Machismo e assédio sexual são abordados em palestra para servidoras (es) estaduais

07/03/2018
Como agir em caso de assédio no trabalho? Quais os meios para denunciar? Essas foram algumas das questões tratadas na manhã desta quarta-feira (07), durante ato unificado entre as Secretarias Estaduais de Políticas para as Mulheres (SPM-BA) e da Administração (SAEB), que lotou o auditório Jornalista Jorge Calmon da Assembleia Legislativa da Bahia (Alba). Com o tema Machismo e assédio sexual no ambiente de trabalho, o evento foi voltado para as servidoras e os servidores do Governo do Estado.
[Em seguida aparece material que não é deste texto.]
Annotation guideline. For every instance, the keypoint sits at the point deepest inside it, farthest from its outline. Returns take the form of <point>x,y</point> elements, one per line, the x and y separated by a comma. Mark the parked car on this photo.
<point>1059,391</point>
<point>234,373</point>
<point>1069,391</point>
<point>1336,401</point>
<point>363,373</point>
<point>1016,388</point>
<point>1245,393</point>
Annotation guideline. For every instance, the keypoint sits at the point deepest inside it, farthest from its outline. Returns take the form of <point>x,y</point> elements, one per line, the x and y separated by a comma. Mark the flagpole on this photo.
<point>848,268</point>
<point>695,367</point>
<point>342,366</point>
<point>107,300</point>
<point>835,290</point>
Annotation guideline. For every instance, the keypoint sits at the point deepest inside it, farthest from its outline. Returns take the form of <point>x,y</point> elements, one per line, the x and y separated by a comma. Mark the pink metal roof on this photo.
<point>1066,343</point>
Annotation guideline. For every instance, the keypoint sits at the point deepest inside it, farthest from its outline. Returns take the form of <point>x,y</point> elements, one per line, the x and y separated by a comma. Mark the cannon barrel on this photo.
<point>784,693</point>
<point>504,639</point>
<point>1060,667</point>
A atividade surgiu a partir do anseio em tratar de um tema tão delicado na vida das mulheres: o assédio nas mais diversas formas no ambiente de trabalho. De acordo com pesquisas recentes, 42% das brasileiras já sofreram assédio sexual. Desses casos, 15% aconteceram no ambiente de trabalho.
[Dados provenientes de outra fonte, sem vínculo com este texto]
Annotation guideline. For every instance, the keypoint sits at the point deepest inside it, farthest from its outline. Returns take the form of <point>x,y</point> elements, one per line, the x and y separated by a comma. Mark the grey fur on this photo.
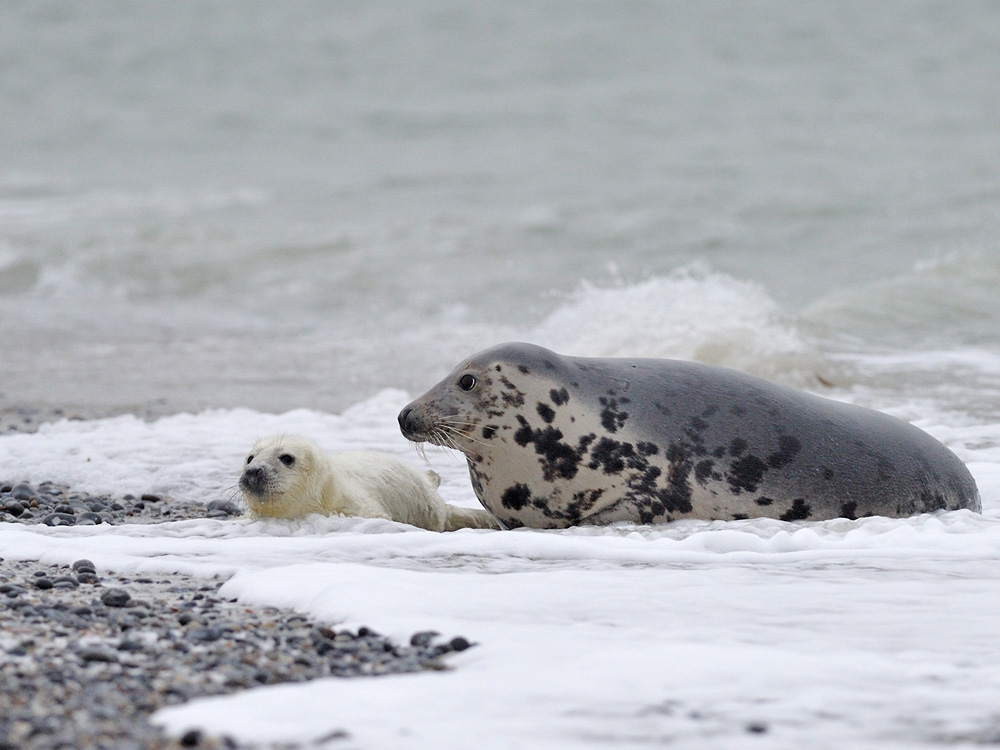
<point>556,441</point>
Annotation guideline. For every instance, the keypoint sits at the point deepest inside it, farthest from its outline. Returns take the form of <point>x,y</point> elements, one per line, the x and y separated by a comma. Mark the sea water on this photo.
<point>237,218</point>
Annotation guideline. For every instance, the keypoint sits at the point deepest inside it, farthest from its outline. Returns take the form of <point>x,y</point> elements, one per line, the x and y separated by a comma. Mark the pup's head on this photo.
<point>282,478</point>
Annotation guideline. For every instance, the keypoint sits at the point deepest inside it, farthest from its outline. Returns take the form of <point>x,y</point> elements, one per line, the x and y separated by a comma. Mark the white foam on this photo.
<point>694,313</point>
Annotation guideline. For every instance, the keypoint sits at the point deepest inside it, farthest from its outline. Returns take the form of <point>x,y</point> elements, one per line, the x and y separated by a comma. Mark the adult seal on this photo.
<point>555,441</point>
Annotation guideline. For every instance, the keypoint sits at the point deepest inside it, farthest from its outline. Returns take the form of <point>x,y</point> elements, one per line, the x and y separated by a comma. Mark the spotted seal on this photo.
<point>287,476</point>
<point>555,441</point>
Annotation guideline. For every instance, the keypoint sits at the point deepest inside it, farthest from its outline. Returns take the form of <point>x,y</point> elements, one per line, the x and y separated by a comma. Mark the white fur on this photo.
<point>362,483</point>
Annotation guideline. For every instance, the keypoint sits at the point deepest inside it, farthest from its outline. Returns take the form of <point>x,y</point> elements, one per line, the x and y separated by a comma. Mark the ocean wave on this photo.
<point>694,313</point>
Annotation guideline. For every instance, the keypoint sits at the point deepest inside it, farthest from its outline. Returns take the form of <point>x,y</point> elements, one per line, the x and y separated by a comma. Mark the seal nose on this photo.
<point>406,421</point>
<point>252,479</point>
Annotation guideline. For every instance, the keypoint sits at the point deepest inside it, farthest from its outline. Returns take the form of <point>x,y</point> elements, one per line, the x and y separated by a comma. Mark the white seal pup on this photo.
<point>287,476</point>
<point>556,441</point>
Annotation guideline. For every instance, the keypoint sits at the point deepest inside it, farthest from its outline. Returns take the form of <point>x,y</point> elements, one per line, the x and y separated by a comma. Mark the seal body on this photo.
<point>556,441</point>
<point>286,476</point>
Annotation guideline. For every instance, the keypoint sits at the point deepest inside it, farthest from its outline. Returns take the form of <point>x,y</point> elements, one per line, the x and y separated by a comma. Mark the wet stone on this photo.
<point>115,598</point>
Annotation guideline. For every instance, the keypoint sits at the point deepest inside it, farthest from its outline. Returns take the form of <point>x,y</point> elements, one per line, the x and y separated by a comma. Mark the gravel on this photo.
<point>86,656</point>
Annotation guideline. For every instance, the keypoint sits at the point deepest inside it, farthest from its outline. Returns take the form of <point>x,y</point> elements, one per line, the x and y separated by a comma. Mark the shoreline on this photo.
<point>88,656</point>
A abertura do evento aconteceu com a apresentação do coral da Companhia de Desenvolvimento e Ação Regional (CAR), seguida pelo Quinteto dos Núcleos Estaduais de Orquestras Juvenis e Infantis da Bahia (Neojiba), formado por mulheres. Mainha e Júnior, do Frases de Mainha, interpretados pelos atores Sulivã Bispo e Thiago Almasy, falaram sobre a importância em combater o assédio para o auditório de forma leve e descontraída. “A gente brinca, mas o tema é bastante sério. Se não começarmos a incentivar a mudança, a mudança não vem”, declarou Thiago Almasy.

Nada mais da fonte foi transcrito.